58. Why in the spectrum of the sun in A

region there is not one line

with the residual flow of less than 0.3, whereas in region A of such lines ochen'-ochen' there are many? 59. At a distance of 10 PK from the sun flared up II type supernova. Prehistoric boy began to observe it. What he could describe to his grandsons about that seen by them before the sky?

31

60. What is higher - air density at the apex of everest or the average density

?

Relationship period- density for the classical cepheids takes the form

, where

P - period a day and - average density into g/sm . 61. Star emits as blackbody with temperature T. What portion of all emitted by it photons is fallen to the Lyman continuum? 62. To estimate the sizes of the specks, which the light pressure "vymetayet" from the environments of the star of the main sequence of mass M. 63. How the mass of dust on the line of sight, which does cause a certain fixed interstellar absorption, it does depend on the size of specks? To consider that is applicable geometric optics, i.e., the sizes of specks are great in comparison with the light wavelength. 64. To estimate the mass of interstellar dust on the line of sight (g/sm ), if it is known that the absorption in the visible part of the spectrum (let us say, at the wavelength ) comprises . The size of the specks of order see because of the diffraction their effective area it approximately twice exceeds geometric cross section. 65. To estimate the total mass of that interstellar dust, which causes attenuation of the 3

emission of the star of a radius on . It is considered that dust is distributed in the space between us and star evenly. 66. In one assignment book there is this interesting task. Speck with a density

of g/smof 3 and size of a= 1 m was formed at a distance

from the star, which possesses luminosity erg/s and mass To determine the speed of speck at infinity, if it moved in the vacuum.

.

Its following solution further is there given. The equation of motion of speck in the absence of resistance of medium takes the form

Integrating, we obtain

In this solution to eat an error. Where it? To give the correct solution. 67. Kh.Gyuygens in the middle THE XVII century for the first time measured the angular dimensions of planetary discs, in particular, Saturn

. Was known also the period

of its revolution around the sun of years) and, of course, then that the luster of Saturn much the same as in bright stars. Hence Newton knew how to obtain the estimation of distances to the nearest stars (in the astronomical units) correct in order of magnitude. By the way, to what is equal astronomical unit itself, at that time it was known still very bad.

32

This - historically the first method, which reliably evaluated distances to the nearest stars.

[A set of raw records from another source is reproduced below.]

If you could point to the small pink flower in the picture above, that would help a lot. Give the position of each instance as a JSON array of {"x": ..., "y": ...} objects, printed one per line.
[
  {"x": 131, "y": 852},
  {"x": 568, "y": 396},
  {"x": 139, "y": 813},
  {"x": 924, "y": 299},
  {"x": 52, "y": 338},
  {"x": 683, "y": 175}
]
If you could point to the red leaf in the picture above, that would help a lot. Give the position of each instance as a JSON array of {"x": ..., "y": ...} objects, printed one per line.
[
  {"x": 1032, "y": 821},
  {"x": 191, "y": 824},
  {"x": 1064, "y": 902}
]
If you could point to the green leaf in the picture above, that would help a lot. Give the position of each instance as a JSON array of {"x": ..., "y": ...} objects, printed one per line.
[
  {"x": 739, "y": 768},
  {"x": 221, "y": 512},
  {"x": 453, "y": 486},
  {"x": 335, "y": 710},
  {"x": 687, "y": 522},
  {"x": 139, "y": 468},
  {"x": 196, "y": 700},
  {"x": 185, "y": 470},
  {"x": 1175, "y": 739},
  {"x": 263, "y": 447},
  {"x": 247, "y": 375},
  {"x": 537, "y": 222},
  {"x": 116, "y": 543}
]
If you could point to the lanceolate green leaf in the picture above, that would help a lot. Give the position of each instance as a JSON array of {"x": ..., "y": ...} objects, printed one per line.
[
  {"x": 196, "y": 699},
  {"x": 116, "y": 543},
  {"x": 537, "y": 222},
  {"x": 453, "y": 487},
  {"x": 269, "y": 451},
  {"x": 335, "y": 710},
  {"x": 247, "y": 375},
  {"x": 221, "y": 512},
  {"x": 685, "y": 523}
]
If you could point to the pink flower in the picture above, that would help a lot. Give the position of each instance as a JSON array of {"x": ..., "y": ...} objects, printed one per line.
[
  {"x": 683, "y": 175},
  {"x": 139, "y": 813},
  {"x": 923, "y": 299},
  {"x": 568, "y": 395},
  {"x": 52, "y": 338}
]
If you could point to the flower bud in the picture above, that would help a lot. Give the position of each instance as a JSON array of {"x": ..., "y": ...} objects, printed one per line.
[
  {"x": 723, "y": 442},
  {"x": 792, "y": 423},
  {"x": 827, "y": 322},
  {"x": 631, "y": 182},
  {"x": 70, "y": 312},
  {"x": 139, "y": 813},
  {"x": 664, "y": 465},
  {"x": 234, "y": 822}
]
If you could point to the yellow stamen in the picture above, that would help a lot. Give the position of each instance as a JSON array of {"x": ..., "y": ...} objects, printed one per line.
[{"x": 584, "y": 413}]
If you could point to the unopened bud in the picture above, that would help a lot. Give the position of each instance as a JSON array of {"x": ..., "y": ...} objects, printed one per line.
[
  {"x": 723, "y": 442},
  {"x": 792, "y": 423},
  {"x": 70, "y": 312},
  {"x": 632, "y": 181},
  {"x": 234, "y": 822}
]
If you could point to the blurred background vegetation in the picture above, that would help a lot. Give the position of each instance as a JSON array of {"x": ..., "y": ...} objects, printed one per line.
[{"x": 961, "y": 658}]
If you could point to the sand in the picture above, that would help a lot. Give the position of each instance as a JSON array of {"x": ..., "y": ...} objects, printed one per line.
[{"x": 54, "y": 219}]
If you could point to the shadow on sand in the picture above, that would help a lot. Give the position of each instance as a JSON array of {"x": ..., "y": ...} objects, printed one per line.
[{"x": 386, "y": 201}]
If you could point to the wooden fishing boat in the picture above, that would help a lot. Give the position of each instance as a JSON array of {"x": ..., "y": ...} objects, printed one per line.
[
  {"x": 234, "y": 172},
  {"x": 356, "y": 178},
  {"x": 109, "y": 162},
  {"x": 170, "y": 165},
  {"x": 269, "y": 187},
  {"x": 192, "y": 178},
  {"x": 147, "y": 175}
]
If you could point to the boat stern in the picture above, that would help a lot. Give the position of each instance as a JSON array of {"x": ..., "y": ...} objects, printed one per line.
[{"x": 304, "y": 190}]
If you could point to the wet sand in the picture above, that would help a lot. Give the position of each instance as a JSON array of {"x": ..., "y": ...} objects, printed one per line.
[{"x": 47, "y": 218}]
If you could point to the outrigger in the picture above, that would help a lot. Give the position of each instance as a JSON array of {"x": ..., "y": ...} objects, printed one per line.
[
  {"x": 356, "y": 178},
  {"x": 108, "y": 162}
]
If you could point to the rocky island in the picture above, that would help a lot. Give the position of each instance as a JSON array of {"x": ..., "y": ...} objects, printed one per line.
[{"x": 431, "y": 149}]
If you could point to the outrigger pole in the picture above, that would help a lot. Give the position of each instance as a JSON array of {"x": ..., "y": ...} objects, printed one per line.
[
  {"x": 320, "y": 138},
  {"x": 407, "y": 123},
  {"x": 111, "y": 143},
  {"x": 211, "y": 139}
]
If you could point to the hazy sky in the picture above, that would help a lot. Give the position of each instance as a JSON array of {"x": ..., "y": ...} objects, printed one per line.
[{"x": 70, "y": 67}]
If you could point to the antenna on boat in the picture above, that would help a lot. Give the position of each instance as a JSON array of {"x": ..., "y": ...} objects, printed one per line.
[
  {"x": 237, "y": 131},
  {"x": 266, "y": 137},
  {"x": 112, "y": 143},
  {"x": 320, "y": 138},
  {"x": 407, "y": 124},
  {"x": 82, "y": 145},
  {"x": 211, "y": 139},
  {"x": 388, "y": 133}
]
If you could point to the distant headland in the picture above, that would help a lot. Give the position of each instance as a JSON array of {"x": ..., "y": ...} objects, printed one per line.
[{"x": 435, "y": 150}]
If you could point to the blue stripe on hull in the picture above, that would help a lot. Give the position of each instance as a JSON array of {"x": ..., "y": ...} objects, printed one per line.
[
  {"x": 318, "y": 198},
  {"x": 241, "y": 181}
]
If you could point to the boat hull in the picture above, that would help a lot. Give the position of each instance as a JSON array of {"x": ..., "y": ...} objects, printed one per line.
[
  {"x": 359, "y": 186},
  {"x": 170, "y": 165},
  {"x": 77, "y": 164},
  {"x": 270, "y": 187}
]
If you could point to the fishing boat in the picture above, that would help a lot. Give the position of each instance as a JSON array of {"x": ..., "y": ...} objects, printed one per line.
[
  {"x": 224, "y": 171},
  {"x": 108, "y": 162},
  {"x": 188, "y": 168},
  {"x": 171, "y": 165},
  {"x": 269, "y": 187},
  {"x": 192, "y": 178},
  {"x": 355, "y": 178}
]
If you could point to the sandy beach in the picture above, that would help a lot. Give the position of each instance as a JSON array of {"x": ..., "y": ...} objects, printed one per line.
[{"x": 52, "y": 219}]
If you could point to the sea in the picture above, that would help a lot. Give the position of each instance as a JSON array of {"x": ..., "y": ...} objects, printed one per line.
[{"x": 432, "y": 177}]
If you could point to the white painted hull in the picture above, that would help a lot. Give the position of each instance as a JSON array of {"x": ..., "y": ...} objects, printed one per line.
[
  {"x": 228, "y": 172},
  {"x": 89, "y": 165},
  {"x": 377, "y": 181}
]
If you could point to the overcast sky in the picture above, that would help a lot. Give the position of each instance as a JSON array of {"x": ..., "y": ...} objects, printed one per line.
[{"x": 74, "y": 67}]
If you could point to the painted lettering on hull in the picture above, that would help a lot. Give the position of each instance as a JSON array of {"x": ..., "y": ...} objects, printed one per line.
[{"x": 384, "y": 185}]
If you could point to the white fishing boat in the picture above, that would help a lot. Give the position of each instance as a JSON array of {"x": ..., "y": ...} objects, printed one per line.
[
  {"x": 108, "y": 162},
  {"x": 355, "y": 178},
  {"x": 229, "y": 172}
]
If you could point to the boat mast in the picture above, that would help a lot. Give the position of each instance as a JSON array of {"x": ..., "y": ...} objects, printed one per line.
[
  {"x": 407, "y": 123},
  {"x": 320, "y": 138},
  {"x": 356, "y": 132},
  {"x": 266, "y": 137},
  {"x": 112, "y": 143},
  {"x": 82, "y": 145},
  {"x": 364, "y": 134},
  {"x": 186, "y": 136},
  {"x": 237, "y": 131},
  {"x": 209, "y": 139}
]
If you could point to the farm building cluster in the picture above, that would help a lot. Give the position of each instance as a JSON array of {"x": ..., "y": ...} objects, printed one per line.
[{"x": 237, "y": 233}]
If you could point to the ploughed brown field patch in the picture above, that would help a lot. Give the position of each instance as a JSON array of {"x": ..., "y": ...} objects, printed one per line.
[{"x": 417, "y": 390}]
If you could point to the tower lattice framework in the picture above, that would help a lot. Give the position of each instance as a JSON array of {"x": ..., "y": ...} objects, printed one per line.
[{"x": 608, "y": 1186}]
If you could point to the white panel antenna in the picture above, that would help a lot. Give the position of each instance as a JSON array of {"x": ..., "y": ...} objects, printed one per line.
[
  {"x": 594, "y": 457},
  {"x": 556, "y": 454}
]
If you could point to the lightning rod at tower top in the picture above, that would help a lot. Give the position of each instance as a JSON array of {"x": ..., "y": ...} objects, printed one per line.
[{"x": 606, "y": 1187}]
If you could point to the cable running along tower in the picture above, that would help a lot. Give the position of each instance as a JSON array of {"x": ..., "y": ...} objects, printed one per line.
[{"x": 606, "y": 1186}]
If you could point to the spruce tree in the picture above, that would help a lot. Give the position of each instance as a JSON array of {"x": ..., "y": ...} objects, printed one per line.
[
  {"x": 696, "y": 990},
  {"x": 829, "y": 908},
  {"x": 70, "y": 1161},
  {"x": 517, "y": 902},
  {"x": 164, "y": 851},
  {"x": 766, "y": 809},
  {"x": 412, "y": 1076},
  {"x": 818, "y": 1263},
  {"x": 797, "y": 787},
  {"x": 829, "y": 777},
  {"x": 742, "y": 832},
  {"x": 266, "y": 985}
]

Measurements of annual parallaxes in those times gave only the very rough lower estimates these distances, quantitative photometry yet not did not exist, and about which the visible stellar magnitude of the sun, not there was idea whatever. Try to reproduce Newton's reasonings even you will ascertain that they actually give a good estimation of interstellar distances. 68. After solving the previous task , glance again at the Ursa Major. Could not you now say, at what approximately distance from each other are located those five stars of ladle, which do have the general proper motion? 69. If you solved task , then easily you will answer this question: to what are approximately equal the masses of five "internal" stars of ladle? 70. What does shine more brightly in the sky of Sirius - sun or the star of the ladle of Ursa Major? 71. < to give the diagram GR of shzs 47 tuc (contemporary, with long GP). > To estimate distance to the accumulation: A) on the position of horizontal branch; b) on the position of turning point. 72. The star drifts of the open cluster Of giady are directed to one point of celestial sphere apex, and therefore angular distances between the stars of accumulation are gradually decreased. To what extent will increase the stellar magnitude of the brightest stars Of giad, when the angular dimension of accumulation before the sky does decrease 10? 73. With what astronomical object is associated in you number 273 ? Describe it on the memory in all details. But than number 273 it is noticeable in physics?

33

Solutions

1. First acquaintance 1.1 we make level the volumes of the terrestial globe and wire: where d - wire diameter, R - distance to one of the objects indicated under the condition. Hence

Substituting the numbers, we find the diameters of the "wires", lengthened to the sun and to Cen: 100 km and 200 m, respectively. But into the Andromeda nebula it would be possible to poke with the rod with a thickness of 25 cm! You will agree, you expected that the "wires" will prove to be considerably thinner. We focus attention on the fact that . Wire with thickness in several millimeters it would be possible to suffice to the most distant quasars. As you see, the universe is entirely small! But here other, in a sense the more correct estimation of that, is great in reality the thickness of our "wire", sufficed to the sun. Natural scale in the solar system is assigned by its own size ( cm), but completely not with the size of human body ( cm). The diameter of our "wire" (100 km = cm) composes in all from the size of the solar system. Therefore it, if it is convenient, is thinner than the finest cobweb. Actually, let us take for the comparison human hair. Its thickness mm = see this from the significant dimension of the human body. Therefore in the relative units of hair to four orders to the thickness of our imaginary space cord with the length of 1 AU. The intuition, which prompts to us, that the wire, sufficed to the sun, must be very and very thin, does not nevertheless us bring.

34

1.2 on the Earth lives

man. Number of stars in the galaxy

. Number of galaxies in

the observed part of the universe of the same order: (as to obtain this estimation, using the data by the "universe in the numbers"?). Therefore in our galaxy to one person a total of several ten stars is fallen, but in the entire universe - not more than on hundreds of galaxies.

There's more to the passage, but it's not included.